Não, recomeçar uma amizade inteira dá muito trabalho. Prefiro só acreditar que você não vai tentar me matar de novo, pode ser? — Lhe dirigi um sorriso e estendi a mão que não segurava a bússola:

— Estamos acertados, então, Luke. — Apertamos as mãos, um grande sorriso estava em seu rosto:

— Estamos acertados, então. — Quando estava prestes a soltar sua mão, ele algemou a que estava segurando no aperto e o outro lado se uniu a seu próprio pulso.

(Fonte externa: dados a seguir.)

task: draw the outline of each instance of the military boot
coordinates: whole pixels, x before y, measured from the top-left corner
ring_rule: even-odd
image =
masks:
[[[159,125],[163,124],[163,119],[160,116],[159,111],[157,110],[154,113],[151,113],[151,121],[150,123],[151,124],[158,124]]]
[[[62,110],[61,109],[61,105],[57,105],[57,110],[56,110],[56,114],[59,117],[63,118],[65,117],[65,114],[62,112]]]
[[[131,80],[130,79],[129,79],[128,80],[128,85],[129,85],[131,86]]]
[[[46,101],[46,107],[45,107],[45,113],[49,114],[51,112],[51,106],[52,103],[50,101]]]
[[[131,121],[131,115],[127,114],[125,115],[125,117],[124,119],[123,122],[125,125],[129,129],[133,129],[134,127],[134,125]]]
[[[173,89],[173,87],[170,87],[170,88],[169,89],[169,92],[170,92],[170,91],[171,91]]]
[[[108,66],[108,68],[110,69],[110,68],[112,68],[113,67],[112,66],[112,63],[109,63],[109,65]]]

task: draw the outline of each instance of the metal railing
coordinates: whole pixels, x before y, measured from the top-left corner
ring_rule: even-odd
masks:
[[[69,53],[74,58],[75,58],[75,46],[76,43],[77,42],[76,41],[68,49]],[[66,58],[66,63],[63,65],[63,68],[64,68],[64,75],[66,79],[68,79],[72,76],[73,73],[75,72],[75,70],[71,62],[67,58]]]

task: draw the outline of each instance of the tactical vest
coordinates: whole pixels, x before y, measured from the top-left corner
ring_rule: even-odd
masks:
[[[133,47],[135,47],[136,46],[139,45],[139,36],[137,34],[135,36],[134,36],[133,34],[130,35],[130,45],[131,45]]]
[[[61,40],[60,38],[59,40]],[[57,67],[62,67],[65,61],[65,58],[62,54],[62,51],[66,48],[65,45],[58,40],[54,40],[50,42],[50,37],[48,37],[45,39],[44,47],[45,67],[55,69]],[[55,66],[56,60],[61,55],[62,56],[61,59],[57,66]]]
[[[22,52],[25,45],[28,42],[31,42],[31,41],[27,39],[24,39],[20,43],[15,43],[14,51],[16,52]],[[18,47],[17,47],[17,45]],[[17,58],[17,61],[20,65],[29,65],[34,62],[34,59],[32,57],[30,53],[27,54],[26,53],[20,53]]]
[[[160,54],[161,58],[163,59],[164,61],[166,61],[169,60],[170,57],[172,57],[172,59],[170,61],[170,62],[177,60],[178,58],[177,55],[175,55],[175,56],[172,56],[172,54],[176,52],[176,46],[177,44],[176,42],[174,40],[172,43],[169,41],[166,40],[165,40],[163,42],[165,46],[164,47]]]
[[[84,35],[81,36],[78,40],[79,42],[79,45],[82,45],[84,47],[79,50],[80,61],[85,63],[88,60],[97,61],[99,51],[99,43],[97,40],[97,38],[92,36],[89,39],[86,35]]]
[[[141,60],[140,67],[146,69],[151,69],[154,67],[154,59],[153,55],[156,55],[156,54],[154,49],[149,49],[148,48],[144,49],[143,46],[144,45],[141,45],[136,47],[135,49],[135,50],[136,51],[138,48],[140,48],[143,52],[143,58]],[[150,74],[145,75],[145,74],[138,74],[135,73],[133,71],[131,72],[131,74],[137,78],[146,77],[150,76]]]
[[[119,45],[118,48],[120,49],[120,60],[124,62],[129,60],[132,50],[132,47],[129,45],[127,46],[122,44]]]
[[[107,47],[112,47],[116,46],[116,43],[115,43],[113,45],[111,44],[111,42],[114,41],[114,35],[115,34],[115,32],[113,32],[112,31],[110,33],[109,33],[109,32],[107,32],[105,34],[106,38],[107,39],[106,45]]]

Arregalei os olhos e olhei para seu rosto, um sorriso vingativo tomou conta de seus lábios.

— Achou mesmo que conseguiria se livrar de mim, coisinha insignificante e patética? — Eu queria gritar, mas estava chocada. Kitty... Não estava em mim. Aquilo... Era real? Era uma invenção da minha cabeça? Dois segundos depois, me dei conta de que Luke estava me puxando e me carregando para longe das portas do jardim, me guiando até a sombra da árvore. Eu sentia os tentáculos de sombra me puxando para ele, um havia se materializado em uma mordaça em minha boca. Lutar seria inútil. Chorar seria inútil. A sombra da parede do muro se tornou areia movediça preta, eu sabia que aquilo era um portal. Sem alternativa e sem esperanças de alguém estar vendo aquilo, joguei a bússola na grama um segundo antes de entrar pelo portal de sombras criado por Kitty.